Не много осталось у него от лица. На щеках, изъеденных язвами, — обрывки ветхого, гнилого бинта. Разумеется, он по-прежнему был в очках — одно стеклышко треснуло. На шее, из отверстия, оставшегося после трахеотомии, торчал небрежно воткнутый вокодер, он сотрясался в такт голосу. Пиджак висел старой тряпкой на стеллаже, заменявшем грудную клетку; помутневшая пластмассовая пластинка закрывала отверстие в левой его части — там колотился серофиолетовый комочек сердца в рубцах и швах. Левой руки я не видел, правая — в ней он держал карандаш — оказалась латунным протезом, позеленевшим от времени. К лацкану пиджака был наспех приметан клочок полотна с надписью красной тушью: «Мерзляк 119 859/21 транспл. — 5 брак.». Глаза у меня полезли на лоб, а профессор — он вбирал в себя мой ужас, как зеркало, — осекся на полуслове.
— Что?.. Неужели я так изменился? А? — произнес он хрипло.
Не помню, как я вскочил, но уже рвал на себя дверную ручку.

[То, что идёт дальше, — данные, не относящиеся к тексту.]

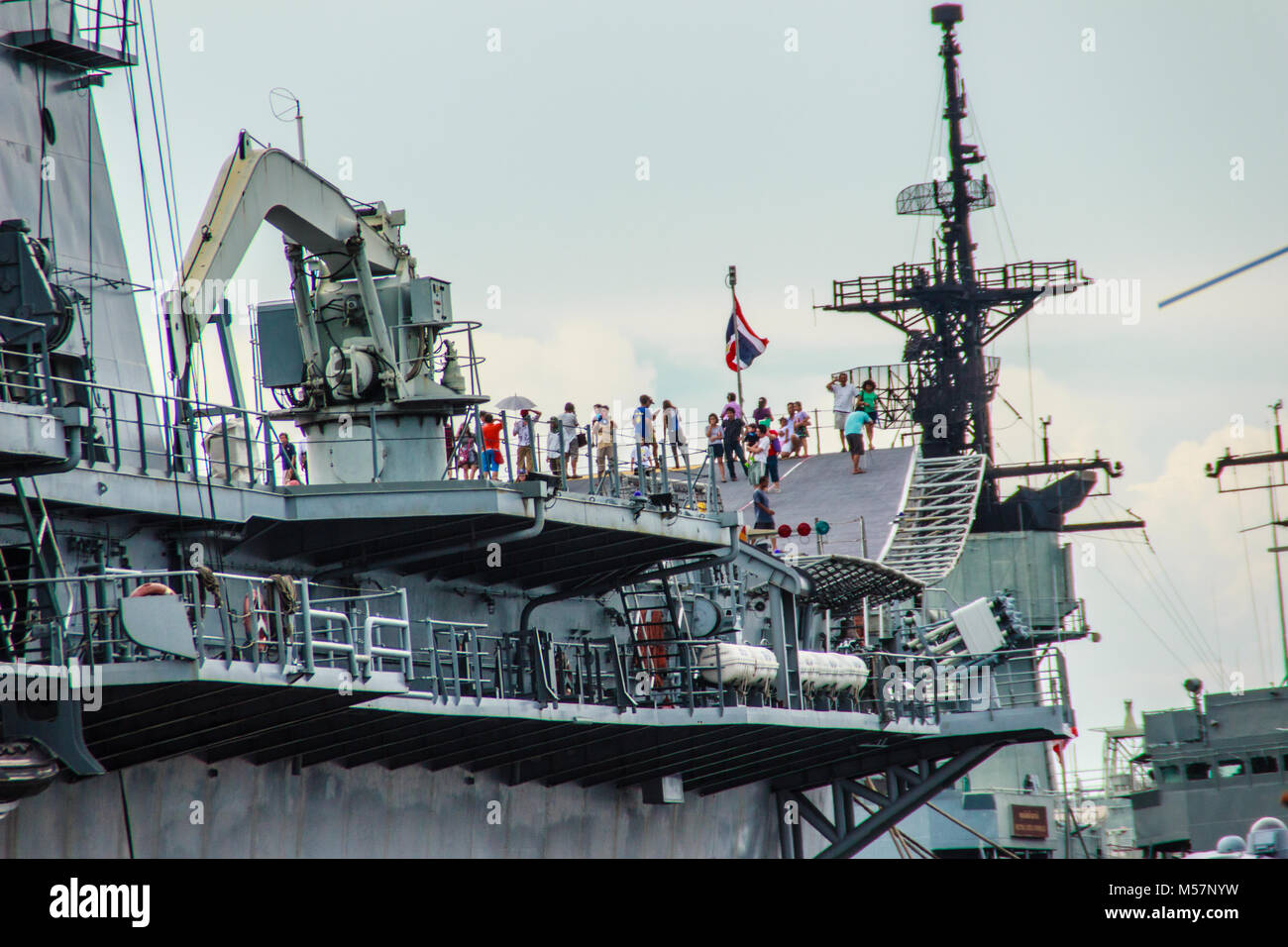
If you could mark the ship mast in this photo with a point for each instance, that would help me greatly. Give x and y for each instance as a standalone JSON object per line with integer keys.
{"x": 948, "y": 308}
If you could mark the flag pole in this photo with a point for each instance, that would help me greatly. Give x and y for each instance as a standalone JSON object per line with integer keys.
{"x": 732, "y": 279}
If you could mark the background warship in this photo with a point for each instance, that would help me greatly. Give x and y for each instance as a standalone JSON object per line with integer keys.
{"x": 385, "y": 661}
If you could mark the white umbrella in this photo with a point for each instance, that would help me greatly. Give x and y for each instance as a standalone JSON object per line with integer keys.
{"x": 515, "y": 402}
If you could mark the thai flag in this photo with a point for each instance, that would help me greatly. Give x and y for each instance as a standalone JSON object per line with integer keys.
{"x": 742, "y": 346}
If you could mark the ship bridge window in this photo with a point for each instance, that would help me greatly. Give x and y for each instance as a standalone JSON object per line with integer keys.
{"x": 1263, "y": 764}
{"x": 1228, "y": 768}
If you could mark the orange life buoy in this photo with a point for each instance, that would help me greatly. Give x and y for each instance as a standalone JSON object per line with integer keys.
{"x": 153, "y": 589}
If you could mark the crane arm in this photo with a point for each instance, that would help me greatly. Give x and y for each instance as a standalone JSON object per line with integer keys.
{"x": 258, "y": 184}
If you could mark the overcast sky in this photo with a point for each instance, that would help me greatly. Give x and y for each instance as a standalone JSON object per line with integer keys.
{"x": 1146, "y": 141}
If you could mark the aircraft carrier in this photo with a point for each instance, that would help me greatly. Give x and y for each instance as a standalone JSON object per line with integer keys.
{"x": 207, "y": 654}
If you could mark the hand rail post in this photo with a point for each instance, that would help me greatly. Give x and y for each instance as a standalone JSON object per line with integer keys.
{"x": 307, "y": 620}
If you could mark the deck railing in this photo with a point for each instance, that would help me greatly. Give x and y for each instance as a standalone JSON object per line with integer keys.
{"x": 301, "y": 626}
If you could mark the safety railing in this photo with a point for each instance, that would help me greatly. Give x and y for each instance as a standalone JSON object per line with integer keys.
{"x": 294, "y": 624}
{"x": 103, "y": 27}
{"x": 612, "y": 466}
{"x": 463, "y": 663}
{"x": 161, "y": 434}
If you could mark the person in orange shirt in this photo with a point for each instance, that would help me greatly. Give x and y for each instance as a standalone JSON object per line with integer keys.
{"x": 490, "y": 447}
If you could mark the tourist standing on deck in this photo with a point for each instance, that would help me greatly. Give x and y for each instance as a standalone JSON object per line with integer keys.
{"x": 760, "y": 502}
{"x": 554, "y": 446}
{"x": 286, "y": 451}
{"x": 758, "y": 444}
{"x": 715, "y": 444}
{"x": 772, "y": 450}
{"x": 732, "y": 402}
{"x": 733, "y": 442}
{"x": 673, "y": 433}
{"x": 868, "y": 402}
{"x": 853, "y": 429}
{"x": 844, "y": 394}
{"x": 492, "y": 429}
{"x": 572, "y": 438}
{"x": 799, "y": 421}
{"x": 467, "y": 453}
{"x": 523, "y": 437}
{"x": 601, "y": 431}
{"x": 642, "y": 420}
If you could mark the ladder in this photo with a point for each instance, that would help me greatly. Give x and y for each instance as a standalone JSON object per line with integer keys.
{"x": 47, "y": 565}
{"x": 653, "y": 613}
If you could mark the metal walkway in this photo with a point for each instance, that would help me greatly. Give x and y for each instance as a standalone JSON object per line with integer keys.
{"x": 936, "y": 515}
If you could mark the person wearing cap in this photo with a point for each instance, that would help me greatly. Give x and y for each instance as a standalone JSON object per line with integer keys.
{"x": 642, "y": 419}
{"x": 773, "y": 449}
{"x": 673, "y": 432}
{"x": 733, "y": 442}
{"x": 523, "y": 437}
{"x": 844, "y": 394}
{"x": 601, "y": 429}
{"x": 758, "y": 450}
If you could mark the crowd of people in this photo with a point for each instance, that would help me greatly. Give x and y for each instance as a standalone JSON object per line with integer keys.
{"x": 734, "y": 441}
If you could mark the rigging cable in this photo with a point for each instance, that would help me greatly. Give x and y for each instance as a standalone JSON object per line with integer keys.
{"x": 1262, "y": 648}
{"x": 1193, "y": 637}
{"x": 154, "y": 253}
{"x": 1028, "y": 341}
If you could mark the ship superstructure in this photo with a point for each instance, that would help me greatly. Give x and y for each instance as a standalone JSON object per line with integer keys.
{"x": 376, "y": 659}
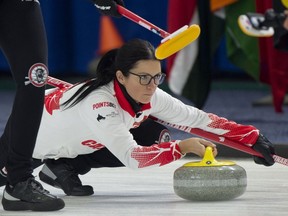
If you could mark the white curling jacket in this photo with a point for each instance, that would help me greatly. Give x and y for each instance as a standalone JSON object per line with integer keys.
{"x": 104, "y": 118}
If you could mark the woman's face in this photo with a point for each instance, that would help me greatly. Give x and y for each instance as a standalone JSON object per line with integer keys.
{"x": 141, "y": 93}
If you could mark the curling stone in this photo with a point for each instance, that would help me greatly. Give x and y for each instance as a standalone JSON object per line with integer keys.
{"x": 209, "y": 179}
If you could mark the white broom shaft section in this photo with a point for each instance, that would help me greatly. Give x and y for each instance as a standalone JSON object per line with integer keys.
{"x": 216, "y": 138}
{"x": 144, "y": 23}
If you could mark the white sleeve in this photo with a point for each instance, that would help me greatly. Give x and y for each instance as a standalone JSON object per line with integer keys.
{"x": 171, "y": 110}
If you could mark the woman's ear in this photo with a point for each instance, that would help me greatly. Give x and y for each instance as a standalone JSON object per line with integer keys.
{"x": 120, "y": 77}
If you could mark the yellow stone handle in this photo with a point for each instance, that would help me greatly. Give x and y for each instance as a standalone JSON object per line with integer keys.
{"x": 209, "y": 160}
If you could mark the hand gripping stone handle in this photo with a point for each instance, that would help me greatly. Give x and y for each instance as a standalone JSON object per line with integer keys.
{"x": 213, "y": 137}
{"x": 224, "y": 141}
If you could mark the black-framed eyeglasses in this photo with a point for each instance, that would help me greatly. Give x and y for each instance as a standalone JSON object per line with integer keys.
{"x": 145, "y": 79}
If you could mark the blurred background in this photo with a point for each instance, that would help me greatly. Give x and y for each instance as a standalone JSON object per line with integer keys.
{"x": 224, "y": 71}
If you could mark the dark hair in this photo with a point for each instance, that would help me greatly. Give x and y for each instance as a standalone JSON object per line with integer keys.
{"x": 125, "y": 58}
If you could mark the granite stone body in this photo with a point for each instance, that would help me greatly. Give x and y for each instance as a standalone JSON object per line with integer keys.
{"x": 210, "y": 183}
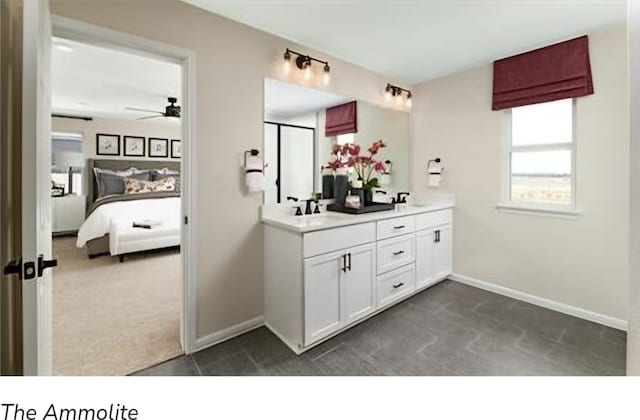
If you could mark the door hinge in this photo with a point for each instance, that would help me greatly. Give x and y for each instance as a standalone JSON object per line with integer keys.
{"x": 14, "y": 267}
{"x": 25, "y": 271}
{"x": 44, "y": 264}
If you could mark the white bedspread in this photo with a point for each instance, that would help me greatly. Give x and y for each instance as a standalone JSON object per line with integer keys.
{"x": 104, "y": 219}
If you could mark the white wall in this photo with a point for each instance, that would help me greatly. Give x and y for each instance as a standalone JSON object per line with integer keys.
{"x": 583, "y": 262}
{"x": 159, "y": 128}
{"x": 633, "y": 335}
{"x": 231, "y": 65}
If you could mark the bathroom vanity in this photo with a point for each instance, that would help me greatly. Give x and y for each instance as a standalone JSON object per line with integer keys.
{"x": 325, "y": 273}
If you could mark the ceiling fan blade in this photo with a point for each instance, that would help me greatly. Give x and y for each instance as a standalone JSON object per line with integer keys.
{"x": 144, "y": 110}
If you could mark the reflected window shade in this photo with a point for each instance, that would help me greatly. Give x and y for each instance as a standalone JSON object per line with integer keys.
{"x": 559, "y": 71}
{"x": 342, "y": 119}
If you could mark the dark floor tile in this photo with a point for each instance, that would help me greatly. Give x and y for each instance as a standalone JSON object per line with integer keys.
{"x": 449, "y": 329}
{"x": 239, "y": 364}
{"x": 181, "y": 366}
{"x": 262, "y": 345}
{"x": 365, "y": 339}
{"x": 291, "y": 366}
{"x": 324, "y": 347}
{"x": 345, "y": 361}
{"x": 615, "y": 336}
{"x": 217, "y": 353}
{"x": 535, "y": 319}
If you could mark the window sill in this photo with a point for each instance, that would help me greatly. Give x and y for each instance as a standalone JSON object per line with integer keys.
{"x": 560, "y": 213}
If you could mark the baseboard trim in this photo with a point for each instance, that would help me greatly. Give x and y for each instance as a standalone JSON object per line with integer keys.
{"x": 607, "y": 320}
{"x": 228, "y": 333}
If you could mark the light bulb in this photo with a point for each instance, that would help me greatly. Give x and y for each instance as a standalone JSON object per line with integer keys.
{"x": 287, "y": 62}
{"x": 326, "y": 78}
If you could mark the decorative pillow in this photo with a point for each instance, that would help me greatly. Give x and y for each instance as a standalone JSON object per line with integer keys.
{"x": 158, "y": 175}
{"x": 135, "y": 186}
{"x": 110, "y": 182}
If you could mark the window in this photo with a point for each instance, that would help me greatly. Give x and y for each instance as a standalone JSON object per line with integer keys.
{"x": 343, "y": 139}
{"x": 540, "y": 157}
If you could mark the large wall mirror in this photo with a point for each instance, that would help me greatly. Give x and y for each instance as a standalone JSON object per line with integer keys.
{"x": 296, "y": 146}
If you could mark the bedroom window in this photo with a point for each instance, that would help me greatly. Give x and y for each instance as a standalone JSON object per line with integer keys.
{"x": 539, "y": 158}
{"x": 343, "y": 139}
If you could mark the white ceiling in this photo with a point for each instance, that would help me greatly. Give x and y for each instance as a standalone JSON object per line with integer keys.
{"x": 98, "y": 82}
{"x": 283, "y": 100}
{"x": 418, "y": 40}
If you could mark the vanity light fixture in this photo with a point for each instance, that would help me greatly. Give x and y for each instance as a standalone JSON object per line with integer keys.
{"x": 392, "y": 91}
{"x": 303, "y": 62}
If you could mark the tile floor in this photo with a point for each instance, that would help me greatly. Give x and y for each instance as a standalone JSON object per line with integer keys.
{"x": 449, "y": 329}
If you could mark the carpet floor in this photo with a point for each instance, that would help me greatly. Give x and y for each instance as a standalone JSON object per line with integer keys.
{"x": 112, "y": 318}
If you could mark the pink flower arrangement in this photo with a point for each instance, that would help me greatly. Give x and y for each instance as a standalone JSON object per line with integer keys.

— Тихий! Что вы? Куда же вы, Тихий! Тихий!!! — отчаянно кричал он, с трудом поднимаясь из-за стола. Дверь поддалась, и в этот момент раздался страшный грохот — профессор, потеряв равновесие от резких движений, рухнул и начал распадаться на части, хрустя, как костями, проволочными сочленениями. Этого я никогда не забуду: душераздирающий визг, ножные протезы, скребущие острыми пятками по паркету, серый мешочек сердца, колотящийся за исцарапанной пластмассой. Я несся по коридору, как будто за мной гнались фурии.
Кругом было полно людей — начиналось время ленча. Из контор выходили служащие; оживленно беседуя, они направлялись к лифтам. Я втиснулся в толпу у открытых дверей лифта, но его очень уж долго не было; заглянув в шахту, я понял, почему все тут страдают одышкой. Конец оборванного неизвестно когда каната болтался в воздухе, а пассажиры с обезьяньей ловкостью, видимо, приобретаемой годами, карабкались по сетке ограждения на плоскую крышу, где размещалось кафе, — карабкались как ни в чем не бывало, спокойно беседуя, хотя их лица заливал пот. Я подался назад и побежал вниз по ступенькам, огибавшим шахту с ее терпеливыми восходителями.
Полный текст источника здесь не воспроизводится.